Multi GPU with Custom Backward and Attributes


I wrote a custom backward function for my model. I want to use the DataParallel package. However I have a problem. If I use

model = torch.nn.DataParallel(model, device_ids=[0,1])

I get the following error:

“‘DataParallel’ object has no attribute ‘backward’”

I know this can be solved by using model.module.backward, but then it will only use one gpu. Is there a way to use the torch.nn.DataParallel with custom backward and attributes?

Would it be possible to return the outputs in your forward method and calculate the loss on the default device?
This would be the vanilla use case, while it seems you’ve implemented backward as a class function?
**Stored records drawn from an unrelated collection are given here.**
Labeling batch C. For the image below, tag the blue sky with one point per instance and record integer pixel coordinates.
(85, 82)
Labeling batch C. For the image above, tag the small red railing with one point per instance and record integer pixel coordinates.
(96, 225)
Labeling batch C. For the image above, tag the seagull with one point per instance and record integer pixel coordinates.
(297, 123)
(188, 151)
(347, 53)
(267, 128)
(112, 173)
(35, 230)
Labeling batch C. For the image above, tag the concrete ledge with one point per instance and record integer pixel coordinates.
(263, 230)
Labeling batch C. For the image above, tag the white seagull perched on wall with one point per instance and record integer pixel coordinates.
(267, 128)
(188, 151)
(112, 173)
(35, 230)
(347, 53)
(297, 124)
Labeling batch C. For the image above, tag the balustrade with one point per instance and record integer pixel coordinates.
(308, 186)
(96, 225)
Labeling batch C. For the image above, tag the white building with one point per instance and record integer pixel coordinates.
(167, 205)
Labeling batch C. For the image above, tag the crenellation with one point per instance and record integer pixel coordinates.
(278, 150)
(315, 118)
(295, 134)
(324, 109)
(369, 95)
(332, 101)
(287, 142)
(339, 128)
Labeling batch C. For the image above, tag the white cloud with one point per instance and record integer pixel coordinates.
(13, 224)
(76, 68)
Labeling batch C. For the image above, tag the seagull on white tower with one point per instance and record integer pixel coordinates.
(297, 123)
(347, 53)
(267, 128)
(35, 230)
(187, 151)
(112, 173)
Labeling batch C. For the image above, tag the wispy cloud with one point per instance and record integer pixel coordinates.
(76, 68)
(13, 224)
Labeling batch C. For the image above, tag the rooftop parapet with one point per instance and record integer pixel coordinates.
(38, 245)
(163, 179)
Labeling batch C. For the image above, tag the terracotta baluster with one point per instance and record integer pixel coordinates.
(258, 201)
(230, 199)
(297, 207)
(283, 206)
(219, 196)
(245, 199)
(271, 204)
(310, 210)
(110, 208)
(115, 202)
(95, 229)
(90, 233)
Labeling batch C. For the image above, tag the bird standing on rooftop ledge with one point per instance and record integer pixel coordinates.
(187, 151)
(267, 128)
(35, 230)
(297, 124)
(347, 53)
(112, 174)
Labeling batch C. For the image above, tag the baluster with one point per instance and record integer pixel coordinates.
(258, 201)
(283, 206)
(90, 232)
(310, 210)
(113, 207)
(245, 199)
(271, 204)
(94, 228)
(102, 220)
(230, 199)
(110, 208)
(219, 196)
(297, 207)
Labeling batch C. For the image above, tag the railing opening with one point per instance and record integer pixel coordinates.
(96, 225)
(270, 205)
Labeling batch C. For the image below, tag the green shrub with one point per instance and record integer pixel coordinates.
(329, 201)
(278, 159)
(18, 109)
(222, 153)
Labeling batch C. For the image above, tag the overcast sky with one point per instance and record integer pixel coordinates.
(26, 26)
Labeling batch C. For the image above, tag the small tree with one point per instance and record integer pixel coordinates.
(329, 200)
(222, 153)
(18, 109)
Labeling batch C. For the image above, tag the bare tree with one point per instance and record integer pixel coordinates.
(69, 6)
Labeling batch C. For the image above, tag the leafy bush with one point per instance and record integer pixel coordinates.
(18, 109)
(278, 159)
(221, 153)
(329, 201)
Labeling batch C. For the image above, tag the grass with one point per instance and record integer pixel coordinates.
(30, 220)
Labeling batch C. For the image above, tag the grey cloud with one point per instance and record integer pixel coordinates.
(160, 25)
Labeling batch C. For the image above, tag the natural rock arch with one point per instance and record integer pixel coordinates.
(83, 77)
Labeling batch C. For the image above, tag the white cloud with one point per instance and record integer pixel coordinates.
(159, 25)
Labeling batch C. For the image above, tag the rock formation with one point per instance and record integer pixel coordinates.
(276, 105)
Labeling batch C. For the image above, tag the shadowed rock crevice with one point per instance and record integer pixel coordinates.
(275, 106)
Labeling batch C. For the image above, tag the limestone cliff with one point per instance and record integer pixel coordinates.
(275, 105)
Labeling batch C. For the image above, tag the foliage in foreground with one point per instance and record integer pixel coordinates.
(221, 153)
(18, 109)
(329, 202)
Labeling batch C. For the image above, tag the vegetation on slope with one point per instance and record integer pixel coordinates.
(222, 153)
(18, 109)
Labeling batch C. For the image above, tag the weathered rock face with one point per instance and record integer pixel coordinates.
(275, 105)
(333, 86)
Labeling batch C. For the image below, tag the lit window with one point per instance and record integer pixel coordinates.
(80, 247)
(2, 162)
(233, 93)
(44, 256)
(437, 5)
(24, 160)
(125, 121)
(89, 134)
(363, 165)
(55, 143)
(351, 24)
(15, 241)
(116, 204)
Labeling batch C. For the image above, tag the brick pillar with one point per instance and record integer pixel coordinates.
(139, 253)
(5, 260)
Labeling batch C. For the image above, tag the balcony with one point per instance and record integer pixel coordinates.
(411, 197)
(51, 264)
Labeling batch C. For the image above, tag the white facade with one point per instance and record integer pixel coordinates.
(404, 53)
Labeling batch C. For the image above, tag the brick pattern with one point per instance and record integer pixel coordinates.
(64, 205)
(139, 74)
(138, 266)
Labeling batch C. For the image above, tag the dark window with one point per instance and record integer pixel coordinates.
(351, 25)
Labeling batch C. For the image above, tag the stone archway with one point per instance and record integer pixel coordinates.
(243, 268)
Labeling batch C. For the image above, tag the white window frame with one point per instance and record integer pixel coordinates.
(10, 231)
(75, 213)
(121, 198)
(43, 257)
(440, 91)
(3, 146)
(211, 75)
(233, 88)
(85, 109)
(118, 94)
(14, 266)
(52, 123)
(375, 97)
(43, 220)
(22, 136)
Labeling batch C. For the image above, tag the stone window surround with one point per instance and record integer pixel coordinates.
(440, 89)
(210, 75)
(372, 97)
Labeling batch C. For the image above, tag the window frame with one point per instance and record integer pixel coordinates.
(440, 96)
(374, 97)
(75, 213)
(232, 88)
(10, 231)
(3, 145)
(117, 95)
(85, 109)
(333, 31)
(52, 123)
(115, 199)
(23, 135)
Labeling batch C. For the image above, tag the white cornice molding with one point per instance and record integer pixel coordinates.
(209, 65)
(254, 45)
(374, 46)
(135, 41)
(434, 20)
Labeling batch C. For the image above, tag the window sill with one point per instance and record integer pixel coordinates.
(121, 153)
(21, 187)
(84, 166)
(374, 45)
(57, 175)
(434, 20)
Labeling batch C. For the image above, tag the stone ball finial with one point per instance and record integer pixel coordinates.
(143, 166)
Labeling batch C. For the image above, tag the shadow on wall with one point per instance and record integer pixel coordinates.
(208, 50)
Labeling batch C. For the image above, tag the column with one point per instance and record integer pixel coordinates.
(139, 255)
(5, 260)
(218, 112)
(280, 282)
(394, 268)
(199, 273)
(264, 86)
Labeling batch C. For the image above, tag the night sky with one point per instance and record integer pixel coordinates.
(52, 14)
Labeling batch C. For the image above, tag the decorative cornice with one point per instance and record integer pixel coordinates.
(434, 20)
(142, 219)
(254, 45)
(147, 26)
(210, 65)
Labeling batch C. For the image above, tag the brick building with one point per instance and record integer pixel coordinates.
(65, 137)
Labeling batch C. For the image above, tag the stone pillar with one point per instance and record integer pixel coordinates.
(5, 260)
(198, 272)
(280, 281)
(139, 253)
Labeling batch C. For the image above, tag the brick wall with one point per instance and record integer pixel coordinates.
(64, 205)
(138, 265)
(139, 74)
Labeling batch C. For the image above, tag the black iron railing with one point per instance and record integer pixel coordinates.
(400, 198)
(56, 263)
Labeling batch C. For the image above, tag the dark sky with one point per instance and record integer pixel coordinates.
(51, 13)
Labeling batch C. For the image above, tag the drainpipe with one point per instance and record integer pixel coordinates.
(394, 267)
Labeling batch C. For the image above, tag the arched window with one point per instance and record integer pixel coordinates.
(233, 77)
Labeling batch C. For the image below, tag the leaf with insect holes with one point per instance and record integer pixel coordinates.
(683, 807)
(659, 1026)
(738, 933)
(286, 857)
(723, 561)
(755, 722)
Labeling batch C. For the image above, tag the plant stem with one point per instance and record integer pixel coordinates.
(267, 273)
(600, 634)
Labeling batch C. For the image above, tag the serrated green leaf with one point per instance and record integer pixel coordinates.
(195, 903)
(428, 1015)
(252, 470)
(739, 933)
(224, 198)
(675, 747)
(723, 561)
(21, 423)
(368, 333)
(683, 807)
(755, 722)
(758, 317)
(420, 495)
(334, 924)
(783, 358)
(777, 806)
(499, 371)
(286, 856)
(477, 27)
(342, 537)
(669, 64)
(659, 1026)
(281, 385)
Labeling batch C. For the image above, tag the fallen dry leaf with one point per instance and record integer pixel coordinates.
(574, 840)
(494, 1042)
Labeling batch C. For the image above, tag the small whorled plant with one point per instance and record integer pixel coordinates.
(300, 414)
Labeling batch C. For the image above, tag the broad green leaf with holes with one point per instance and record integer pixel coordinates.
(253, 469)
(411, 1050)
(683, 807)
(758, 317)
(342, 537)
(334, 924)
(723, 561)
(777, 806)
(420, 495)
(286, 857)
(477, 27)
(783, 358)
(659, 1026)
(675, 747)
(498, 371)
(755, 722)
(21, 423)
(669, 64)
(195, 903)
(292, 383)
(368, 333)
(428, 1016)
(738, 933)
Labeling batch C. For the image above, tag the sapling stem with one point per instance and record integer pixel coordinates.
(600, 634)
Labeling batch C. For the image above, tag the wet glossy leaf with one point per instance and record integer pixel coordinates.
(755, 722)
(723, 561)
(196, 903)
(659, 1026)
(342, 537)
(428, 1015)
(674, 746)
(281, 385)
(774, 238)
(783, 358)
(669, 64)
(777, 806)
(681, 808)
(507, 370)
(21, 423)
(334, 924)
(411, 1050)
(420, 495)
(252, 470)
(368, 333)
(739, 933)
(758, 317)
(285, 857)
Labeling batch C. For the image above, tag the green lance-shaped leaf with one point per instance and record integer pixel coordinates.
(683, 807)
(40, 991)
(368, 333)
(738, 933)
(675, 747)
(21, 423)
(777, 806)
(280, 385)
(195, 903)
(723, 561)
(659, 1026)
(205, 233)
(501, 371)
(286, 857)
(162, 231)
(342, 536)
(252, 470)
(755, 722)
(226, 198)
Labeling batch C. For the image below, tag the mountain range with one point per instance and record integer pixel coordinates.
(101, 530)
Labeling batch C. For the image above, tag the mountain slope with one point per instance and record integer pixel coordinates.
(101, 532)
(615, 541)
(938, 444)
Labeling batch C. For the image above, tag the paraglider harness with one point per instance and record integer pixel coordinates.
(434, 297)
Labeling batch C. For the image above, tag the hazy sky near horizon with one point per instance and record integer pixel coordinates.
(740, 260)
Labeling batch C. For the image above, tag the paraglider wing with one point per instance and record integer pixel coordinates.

Thanks for the reply. No the backward is not a separate class. It is a function inside the model class. Here is how I define it:

Class myModel():
    def __init__(self, config):
    def forward(...):
    def backward(...):

And I call it this way:

outputs = model(....)
loss = outputs[0]  
if args.n_gpu > 1:
    loss = loss.mean()
model = model.backward(...)

but nn.DataParallel is not recognizing the backward and some other attributes without using module.

Thanks for the information.

What’s the design decision to put the backward call inside your model?
Are you using some internal parameters?
If so, how are these parameters updated/used inside the model?

I needed to access the activations and activation gradients in backward. I collect activations in forward pass and access to them in backward. I use autograd backward function to calculate each layer’s backward and make the changes that I want in the process.

I tried the distributed data parallel instead of data parallel and it is working.